By the way, I don't mean to imply that audiophiles are lemming-like in their behavior at all. I never cease to find their behavior curious, but I don't think it is particualrly consistent.
Tim
I thought I did. Oh well, I guess I have to try again. My thought process doesn't anchor on IMD vs HD. My starting point is that I simply hear more from 24bit as I recorded it than the down converted version of it. That I attribute to resolution. From that point you can ask, why should the decimation make these things sound less apparent? Because parts of it are no longer there and the blanks are being filled in by approximations based on rounding or being filled out by randomizing noise (dither). They've been replaced but not exactly. Now I'm not saying this is a bad thing per se. The guitar still sounds like a guitar. The same guitar and the same guitarist at that, just not the same as the original because it isn't and that can't be debated.
Note that I am coming from an ADAC perspective like I posted earlier as in my mind the two shouldn't be considered separately because of the input Xmax, Xmin factor. Man I suck at analogies but since I am doing so poorly explaining what's in my head on this keyboard I must resort to one. You know when you're watching on a plain jane TV (720x480/30fps) and you can still tell if something was shot on film vs something shot on native NTSC? It's sort of like that. The telecine process (downconversion analogy) gives you enough information to make the judgement but you will lose detail compared to seeing the film in its original form. Now since you can still appreciate the cinematography of the film as watched on a TV and still enjoy the movie as a whole you could say the TV is sufficient/adequate and you wouldn't be wrong. What you can't say is that it is as good and definitely not say it is better if you are now in an A/B situation. The brain after all is the most powerful filter. Heck it can even make you imagine things that were never there in the first place and not just fill in the blanks.
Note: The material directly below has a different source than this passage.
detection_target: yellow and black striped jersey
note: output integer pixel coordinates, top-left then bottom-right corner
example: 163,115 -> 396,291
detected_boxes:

Now imagine what we hear knowing that that whole band or orchestra playing at the same time is represented by a voltage. Imagine how small these voltage changes are that represent you, your drummer, your bassist and your vocalist at any given point in time. The components see nothing but the differences in pressure converted to changes in voltage, quantized, coded, decoded and converted back to voltage then pressure. The more accurately you can quantize the voltage level changes the better that's the common sense thing we all agree on but now
before coding we have two discreet sets of information being time and amplitude. Infinite to limited and we're filling in the blanks or rather the gear is sometimes with choices made available to the user. I have my propeller beanie on now so I'll take it off. Now I'm Jack enjoying a cold San Miguel beer on a hot night and not Jack soloing tracks with a scrunched up face because things don't sound right and I'm trying to figure out what I screwed up. Poor as my brain is at instantly figuring out what is wrong, it is great for me and everybody else at instinctively knowing when something isn't right. Again just like I can watch through that on a TV and listen through that with a decimated copy in ultimate terms that doesn't mean its as good.
As hobbyists the fun is in not settling as the process is as much a part as the results maybe that is the behavior you find curious. In all honesty I don't blame you. I laugh at myself quite a bit because of the extent at which I pursue things. Beer in hand and when everything sounds right however, all that craziness becomes worth it. It's a diversion after all.